Le capitaliste - et son porte-plume l’économiste vulgaire [1] - considèrent qu’en employant un travailleur, il s’agit simplement de l’achat d’un "facteur" comme un autre. La force de travail est une marchandise comme les autres, du point de vue du capitaliste et il la paie à sa valeur, c’est-à-dire qu’elle lui coûte l’équivalent du temps de travail nécessaire à sa production, par exemple quatre heures d’équivalent temps de travail social moyen. Ces quatre heures représentent la valeur des produits nécessaires à l’entretien de la force de travail (alimentation, logement, entretien des enfants qui participent eux aussi de la reproduction de la force de travail ).
En recevant son salaire (équivalent en argent de ces quatre heures de temps de travail), le vendeur de force de travail a eu son dû, c’est-à-dire de quoi remplacer la force de travail qu’il vient de céder. De son côté, le capitaliste a acquis une marchandise dont il peut user comme il l’entend. Il pourrait garder le travailleur à ne rien faire, mais il peut - et c’est qu’il fait généralement - le faire travailler une journée durant, disons pour l’exemple huit heures. Pendant les quatre premières heures, le travailleur produit l’équivalent de son salaire : les produits de ces quatre heures ont une valeur d’échange égale à celle des matières premières, de l’usure des moyens de travail (une quote-part de leur valeur totale) auxquelles il faut ajouter les quatre heures de travail qui y sont maintenant incorporées. Il en va de même pour les quatre heures suivantes, à la différence notable que celles-ci ne coûtent plus un centime au capitaliste. C’est du travail gratis qui appartient au capitaliste en vertu même des particularités que présente la consommation de la force de travail. Comme le dit Marx :
L’ouvrier travaille sous le contrôle du capitaliste auquel son travail appartient. Le capitaliste veille soigneusement à ce que la besogne soit proprement faite et les moyens de production employés suivant le but cherché, à ce que la matière première ne soit pas gaspillée et que l’instrument de travail n’éprouve que le dommage inséparable de son emploi.

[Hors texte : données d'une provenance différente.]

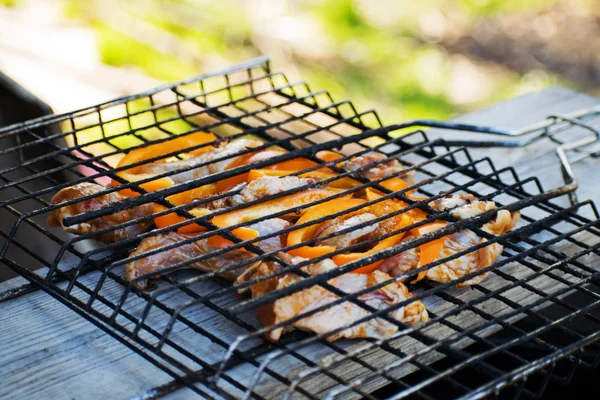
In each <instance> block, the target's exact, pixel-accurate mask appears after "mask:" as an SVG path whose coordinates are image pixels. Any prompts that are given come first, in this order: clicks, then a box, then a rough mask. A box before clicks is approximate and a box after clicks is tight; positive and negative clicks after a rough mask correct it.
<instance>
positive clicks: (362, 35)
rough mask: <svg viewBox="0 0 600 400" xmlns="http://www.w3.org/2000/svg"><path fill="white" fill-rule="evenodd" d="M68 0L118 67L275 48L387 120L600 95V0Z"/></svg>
mask: <svg viewBox="0 0 600 400" xmlns="http://www.w3.org/2000/svg"><path fill="white" fill-rule="evenodd" d="M24 1H26V0H0V4H2V5H4V6H5V7H13V8H18V7H21V4H22V3H23V2H24ZM56 1H57V2H59V3H60V10H61V18H64V19H65V20H68V21H69V23H70V24H74V25H80V26H85V27H89V28H91V29H93V32H94V34H95V36H96V39H97V40H96V43H97V46H98V50H99V54H100V60H101V61H102V62H103V63H105V64H107V65H110V66H114V67H118V68H127V69H135V70H137V71H139V72H141V73H143V74H146V75H148V76H150V77H153V78H156V79H158V80H164V81H173V80H179V79H182V78H185V77H188V76H192V75H196V74H198V73H202V72H206V71H211V70H215V69H218V68H220V67H224V66H227V65H230V64H233V63H236V62H239V61H243V60H246V59H250V58H253V57H256V56H259V55H263V54H264V55H270V56H271V57H272V60H273V65H274V67H275V68H276V69H277V70H281V71H285V72H286V73H287V74H288V75H290V76H291V77H292V78H295V79H304V80H306V81H308V82H309V84H310V85H311V87H312V88H313V89H327V90H329V91H330V92H331V93H332V94H333V95H334V97H335V98H337V99H340V98H350V99H352V100H353V101H354V102H355V104H356V105H357V106H358V108H359V109H366V108H375V109H376V110H377V111H378V112H379V113H380V115H381V117H382V119H383V122H384V123H391V122H393V121H399V120H405V119H410V118H417V117H427V118H438V119H447V118H451V117H452V116H454V115H457V114H460V113H464V112H468V111H470V110H474V109H478V108H482V107H484V106H486V105H488V104H491V103H494V102H497V101H499V100H502V99H506V98H510V97H513V96H516V95H519V94H522V93H525V92H529V91H532V90H538V89H541V88H543V87H546V86H548V85H553V84H559V85H565V86H570V87H573V88H576V89H579V90H584V91H587V92H589V93H592V94H598V93H599V92H600V62H599V61H600V60H599V58H600V51H598V50H600V49H598V47H600V43H598V42H600V40H598V38H599V37H600V36H599V35H600V22H599V21H600V2H599V1H598V0H570V1H550V0H420V1H414V0H379V1H369V0H331V1H322V0H297V1H293V0H285V1H284V0H281V1H276V0H273V1H270V0H258V1H256V0H220V1H201V0H184V1H175V0H131V1H108V0H89V1H81V0H56Z"/></svg>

En second lieu, le produit est la propriété du capitaliste et non du producteur immédiat, du travailleur. Le capitaliste paie, par exemple, la valeur journalière de la force de travail, dont, par conséquent, l’usage lui appartient durant la journée, tout comme celui d’un cheval qu’il a loué à la journée. L’usage de la marchandise appartient à l’acheteur et en donnant son travail, le possesseur de la force de travail ne donne en réalité que la valeur d’usage qu’il a vendue. Dès son entrée dans l’atelier, l’utilité de sa force, le travail, appartenait au capitaliste.
Ce travail gratis représente la plus-value qui tombe dans la poche du capitaliste propriétaire des produits du travail. Au début de la journée, le capitaliste a avancé une somme correspond aux matières premières, au moyen de travail et au salaire et à la fin de la journée il se trouve en possession de produits dont la valeur est égale à la somme avancée augmentée de la part correspondant au travail gratis que procure la consommation de la force de travail.

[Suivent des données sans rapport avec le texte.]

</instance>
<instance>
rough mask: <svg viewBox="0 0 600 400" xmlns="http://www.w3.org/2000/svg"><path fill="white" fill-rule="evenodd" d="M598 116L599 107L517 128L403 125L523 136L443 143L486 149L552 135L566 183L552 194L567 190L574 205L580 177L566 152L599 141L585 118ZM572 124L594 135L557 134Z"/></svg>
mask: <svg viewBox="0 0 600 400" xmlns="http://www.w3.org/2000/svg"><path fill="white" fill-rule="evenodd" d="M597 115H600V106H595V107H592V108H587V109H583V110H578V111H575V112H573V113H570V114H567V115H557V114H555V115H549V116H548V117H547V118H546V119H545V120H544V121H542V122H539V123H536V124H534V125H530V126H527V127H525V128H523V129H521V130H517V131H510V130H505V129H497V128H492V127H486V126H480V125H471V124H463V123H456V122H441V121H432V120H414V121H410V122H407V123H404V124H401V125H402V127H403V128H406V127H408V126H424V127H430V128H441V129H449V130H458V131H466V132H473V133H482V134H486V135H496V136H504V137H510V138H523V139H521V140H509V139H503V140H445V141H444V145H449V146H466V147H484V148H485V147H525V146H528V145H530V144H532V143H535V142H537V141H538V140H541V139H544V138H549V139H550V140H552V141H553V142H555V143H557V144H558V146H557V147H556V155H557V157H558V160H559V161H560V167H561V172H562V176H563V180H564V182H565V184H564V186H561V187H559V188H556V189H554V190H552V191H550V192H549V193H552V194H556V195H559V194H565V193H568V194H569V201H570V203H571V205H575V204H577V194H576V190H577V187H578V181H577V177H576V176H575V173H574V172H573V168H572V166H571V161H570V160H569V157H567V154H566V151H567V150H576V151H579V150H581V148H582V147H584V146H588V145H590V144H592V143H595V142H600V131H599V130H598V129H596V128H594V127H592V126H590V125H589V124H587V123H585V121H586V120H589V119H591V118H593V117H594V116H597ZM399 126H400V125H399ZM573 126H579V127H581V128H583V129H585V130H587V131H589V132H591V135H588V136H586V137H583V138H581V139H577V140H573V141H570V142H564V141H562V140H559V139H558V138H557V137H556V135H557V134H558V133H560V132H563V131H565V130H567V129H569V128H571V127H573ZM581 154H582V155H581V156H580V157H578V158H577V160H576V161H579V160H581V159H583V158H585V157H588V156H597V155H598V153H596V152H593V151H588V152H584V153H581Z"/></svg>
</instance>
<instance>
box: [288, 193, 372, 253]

Ce processus, Marx l’appelle exploitation. On voit immédiatement que le capitaliste a le droit d’user comme bon lui semble de la marchandise qu’il vient d’acquérir. Et comme tous les "facteurs", la force de travail doit être utilisée au maximum. Inversement, pour l’ouvrier, il y a un droit intangible à se protéger comme vendeur de force de travail.
Discutant des luttes pour la journée de 10 heures et des arguments des uns et des autres, Marx écrit :
Il y a donc ici une antinomie, droit contre droit, tous deux portant le sceau de la loi qui règle les échanges de marchandises. Entre deux droits, qui décide ? La force. Voilà pourquoi la réglementation de la journée de travail se présente dans l’histoire de la production capitaliste comme une lutte séculaire pour les limites de la journée de travail, lutte entre le capitaliste, c’est-à-dire la classe capitaliste et l’ouvrier, c’est-à-dire la classe ouvrière.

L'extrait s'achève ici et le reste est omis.